The educational goal of the PI is a learning-centered approach to teaching biology. The proposed experiments will be performed by students, postdoctoral fellows, and technicians working collaboratively. This hypothesis-based inquiry is also reflected in the coursework taught by the PI. In From DNA to Organism, active learning approaches include group and individual activities to promote observation and information-gathering skills, and comprehension assessment in real-time. In the freshman seminar, discussions of developmental neuroscience are used to demonstrate how scientists obtain information and how skills for scientific inquiry are applied to careers in science. In addition, the PI will organize workshops for faculty and for postdoctoral fellows to provide a forum for developing approaches for active learning and using classroom technology effectively.
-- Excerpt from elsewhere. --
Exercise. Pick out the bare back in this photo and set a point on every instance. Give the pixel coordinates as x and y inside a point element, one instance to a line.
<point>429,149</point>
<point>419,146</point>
PROJECT SUMMARY Central auditory processing relies on precise networks of connections, beginning at the level of the auditory brainstem. The assembly of auditory circuitry during development requires multiple mechanisms to regulate axon growth, synaptogenesis, and pruning of axons and dendritic arbors. Neurodevelopmental disorders can lead to errors in these processes and can be associated with difficulties in auditory processing and communication. The overall goal of our research is to identify the cellular and molecular mechanisms that lead to precise formation of these auditory circuits. In particular, we are interested in identifying the functions of glial cells, non-neuronal cells that communicate with neurons and provide multiple functions throughout the developing and mature brain. We previously showed that glial cells influence synaptogenesis and dendritic maturation in the avian auditory brainstem. Here we expand on these findings to investigate the developmental roles of microglia in the mammalian auditory brainstem. Our studies will focus on three specific aims. First, we will determine the function of microglia in synaptic maturation and synaptic pruning in auditory pathways. We will use high resolution imaging approaches to investigate the roles of microglia and their signaling pathways in the formation of excitatory and inhibitory synapses in the auditory brainstem. Additionally, we will test whether microglia contribute to pruning of synapses in a specialized auditory pathway. Second, we will test determine the importance of microglia in auditory brainstem function. Using both genetic and pharmacological approaches to alter microglial signaling pathways or microglial numbers, we will determine the roles of microglia during development and maintenance of auditory brainstem responses. Third, we will investigate the role of microglia defining a critical period for lesion-induced synaptogenesis. We found that microglia peak in number in the medial nucleus of the trapezoid body at a time when this critical period closes. We will use genetic and pharmacological models to explore the contributions of microglia to developmental plasticity and to maturation of stable circuitry.